Сентябрь стоял чудесный. Ночью я устраивался спать где-нибудь в поселке совхоза: в столярной мастерской или в пустующей школе (ребята начинали учебу с октября). Перед сном шел посидеть и покурить на берег Ушайки. Слушал, как шумит и бьется о камни невидимая в темноте вода.

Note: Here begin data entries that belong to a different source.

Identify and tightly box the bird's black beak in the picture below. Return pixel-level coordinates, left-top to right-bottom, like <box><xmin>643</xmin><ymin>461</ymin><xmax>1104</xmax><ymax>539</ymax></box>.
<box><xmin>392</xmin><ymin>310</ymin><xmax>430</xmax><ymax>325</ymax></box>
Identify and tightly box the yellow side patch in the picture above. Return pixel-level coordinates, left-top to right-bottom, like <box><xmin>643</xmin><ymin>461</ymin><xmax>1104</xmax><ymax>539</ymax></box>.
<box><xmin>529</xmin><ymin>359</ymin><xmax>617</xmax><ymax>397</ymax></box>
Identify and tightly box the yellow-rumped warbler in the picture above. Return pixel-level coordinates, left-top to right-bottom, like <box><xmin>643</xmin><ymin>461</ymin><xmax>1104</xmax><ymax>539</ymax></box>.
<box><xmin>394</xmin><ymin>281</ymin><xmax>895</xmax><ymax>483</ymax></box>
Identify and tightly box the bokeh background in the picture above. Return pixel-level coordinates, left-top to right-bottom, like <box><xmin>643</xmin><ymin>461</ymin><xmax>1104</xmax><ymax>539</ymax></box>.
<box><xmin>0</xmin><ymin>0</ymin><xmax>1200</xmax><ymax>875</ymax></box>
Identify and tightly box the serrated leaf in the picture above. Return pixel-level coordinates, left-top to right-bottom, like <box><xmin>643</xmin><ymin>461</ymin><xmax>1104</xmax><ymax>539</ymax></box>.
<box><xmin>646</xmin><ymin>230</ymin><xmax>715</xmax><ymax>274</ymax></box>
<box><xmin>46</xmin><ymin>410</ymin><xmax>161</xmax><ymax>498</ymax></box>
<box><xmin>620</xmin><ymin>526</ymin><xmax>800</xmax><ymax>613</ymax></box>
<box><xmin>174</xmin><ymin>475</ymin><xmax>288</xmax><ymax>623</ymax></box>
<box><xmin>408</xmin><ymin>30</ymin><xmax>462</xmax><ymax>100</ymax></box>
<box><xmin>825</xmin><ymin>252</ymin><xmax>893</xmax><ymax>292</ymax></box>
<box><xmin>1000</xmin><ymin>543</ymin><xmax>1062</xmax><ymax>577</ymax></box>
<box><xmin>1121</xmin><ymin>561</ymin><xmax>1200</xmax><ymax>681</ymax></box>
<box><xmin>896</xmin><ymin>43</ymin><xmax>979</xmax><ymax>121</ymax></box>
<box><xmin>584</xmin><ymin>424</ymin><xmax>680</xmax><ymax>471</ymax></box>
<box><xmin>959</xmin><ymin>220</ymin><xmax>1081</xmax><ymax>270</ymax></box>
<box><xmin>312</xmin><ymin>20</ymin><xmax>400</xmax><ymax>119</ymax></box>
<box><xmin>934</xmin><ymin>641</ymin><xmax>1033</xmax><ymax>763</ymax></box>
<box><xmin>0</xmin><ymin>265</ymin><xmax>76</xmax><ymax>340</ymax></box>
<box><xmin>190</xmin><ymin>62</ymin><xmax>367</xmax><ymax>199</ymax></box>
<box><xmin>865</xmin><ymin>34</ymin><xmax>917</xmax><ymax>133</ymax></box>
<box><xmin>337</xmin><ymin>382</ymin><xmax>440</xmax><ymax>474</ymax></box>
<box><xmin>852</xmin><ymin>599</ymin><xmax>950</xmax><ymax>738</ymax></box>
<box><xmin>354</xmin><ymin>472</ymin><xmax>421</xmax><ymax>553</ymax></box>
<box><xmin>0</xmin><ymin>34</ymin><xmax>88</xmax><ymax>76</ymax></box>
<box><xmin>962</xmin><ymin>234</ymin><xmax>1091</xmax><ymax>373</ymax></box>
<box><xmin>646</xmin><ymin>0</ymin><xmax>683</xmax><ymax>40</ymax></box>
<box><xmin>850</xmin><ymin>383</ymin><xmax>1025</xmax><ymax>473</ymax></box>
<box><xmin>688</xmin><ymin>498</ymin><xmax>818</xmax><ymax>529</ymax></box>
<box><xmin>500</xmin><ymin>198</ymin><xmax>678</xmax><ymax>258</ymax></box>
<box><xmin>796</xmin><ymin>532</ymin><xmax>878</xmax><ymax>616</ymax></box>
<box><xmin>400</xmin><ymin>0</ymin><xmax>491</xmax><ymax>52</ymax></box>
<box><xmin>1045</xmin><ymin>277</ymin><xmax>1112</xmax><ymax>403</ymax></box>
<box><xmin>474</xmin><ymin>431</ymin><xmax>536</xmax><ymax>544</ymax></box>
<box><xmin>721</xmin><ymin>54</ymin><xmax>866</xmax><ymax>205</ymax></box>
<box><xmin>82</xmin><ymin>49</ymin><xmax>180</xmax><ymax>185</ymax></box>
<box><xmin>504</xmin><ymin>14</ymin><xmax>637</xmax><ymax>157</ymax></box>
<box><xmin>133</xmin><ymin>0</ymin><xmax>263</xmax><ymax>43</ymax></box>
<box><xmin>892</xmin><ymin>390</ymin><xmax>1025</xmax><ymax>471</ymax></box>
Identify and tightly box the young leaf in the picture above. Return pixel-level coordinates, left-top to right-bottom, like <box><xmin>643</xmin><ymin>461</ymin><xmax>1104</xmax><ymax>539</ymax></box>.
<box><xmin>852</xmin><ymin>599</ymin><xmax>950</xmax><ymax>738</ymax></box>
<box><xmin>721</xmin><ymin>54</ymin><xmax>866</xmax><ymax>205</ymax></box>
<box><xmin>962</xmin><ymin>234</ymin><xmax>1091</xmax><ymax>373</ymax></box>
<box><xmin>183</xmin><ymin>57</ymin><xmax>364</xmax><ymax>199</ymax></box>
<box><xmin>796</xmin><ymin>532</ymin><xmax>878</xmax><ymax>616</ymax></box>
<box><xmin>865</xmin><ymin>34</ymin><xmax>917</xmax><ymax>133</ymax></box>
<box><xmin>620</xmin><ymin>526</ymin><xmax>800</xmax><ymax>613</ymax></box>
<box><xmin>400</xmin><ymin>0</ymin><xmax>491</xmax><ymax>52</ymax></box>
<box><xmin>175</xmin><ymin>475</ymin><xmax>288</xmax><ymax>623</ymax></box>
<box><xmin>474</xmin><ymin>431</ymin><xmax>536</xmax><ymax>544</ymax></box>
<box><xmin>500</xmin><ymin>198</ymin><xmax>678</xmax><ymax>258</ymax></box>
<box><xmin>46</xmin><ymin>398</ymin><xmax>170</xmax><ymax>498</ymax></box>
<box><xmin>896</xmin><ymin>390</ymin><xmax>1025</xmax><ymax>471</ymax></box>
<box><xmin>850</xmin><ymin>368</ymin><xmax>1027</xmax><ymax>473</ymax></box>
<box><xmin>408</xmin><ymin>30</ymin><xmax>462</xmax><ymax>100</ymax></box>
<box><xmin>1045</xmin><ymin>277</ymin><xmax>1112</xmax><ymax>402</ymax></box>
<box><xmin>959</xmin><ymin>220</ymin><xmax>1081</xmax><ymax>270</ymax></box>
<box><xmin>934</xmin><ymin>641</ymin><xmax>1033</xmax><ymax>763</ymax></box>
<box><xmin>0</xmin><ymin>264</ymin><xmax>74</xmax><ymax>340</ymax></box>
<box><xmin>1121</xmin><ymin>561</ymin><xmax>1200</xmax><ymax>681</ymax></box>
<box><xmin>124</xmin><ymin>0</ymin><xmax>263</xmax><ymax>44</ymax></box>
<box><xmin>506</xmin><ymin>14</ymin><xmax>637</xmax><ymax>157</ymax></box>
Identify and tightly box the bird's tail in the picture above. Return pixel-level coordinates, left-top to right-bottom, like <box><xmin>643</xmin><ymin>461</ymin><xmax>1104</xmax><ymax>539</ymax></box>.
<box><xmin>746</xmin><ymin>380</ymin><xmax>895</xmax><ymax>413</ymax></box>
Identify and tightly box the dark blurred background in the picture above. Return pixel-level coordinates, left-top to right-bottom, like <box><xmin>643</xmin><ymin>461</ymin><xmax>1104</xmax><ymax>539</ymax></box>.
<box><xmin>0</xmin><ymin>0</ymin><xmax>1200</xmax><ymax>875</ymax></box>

Ночи две оставался со мной Буров. Усевшись на камень рядом, он рассказывал мне, что Степановку начал строить декабрист Батеньков по поручению купца Сосулина. Здесь у Батенькова стоял небольшой домик, который называли «соломенным хутором». Гавриил Степанович был единственным сибиряком среди декабристов. По непонятной прихоти Николая Первого его изолировали от остальных декабристов, и двадцать один год он томился в одиночном заключении. В течение всех этих лет тюремщики Петропавловской крепости разрешали ему читать только библию. Он прочел ее много раз на нескольких языках. В тюрьме он разучился ходить, то есть мог пройти без остановки всего десять шагов. Разучился и говорить. После смерти Николая Первого новый царь «смилостивился» и приказал сослать его в Сибирь на вечное поселение. Ранним утром он ехал в сопровождении жандарма по улицам Петербурга. Ему повстречалась молодая женщина, румяная, красивая, которая несла на коромысле воду. Батеньков, который более двух десятков лет не видел женского лица, бросился вон из санок и расцеловал ее. В Томске прожил он десять лет. Последние годы почти безвыездно жил в Степановке. Раньше здесь находилась церковь, кожевенный, винокуренный и свечной заводы, построенные под его руководством. Сейчас осталась только дача, сооруженная по его чертежам. Теперь в ней помещалась школа.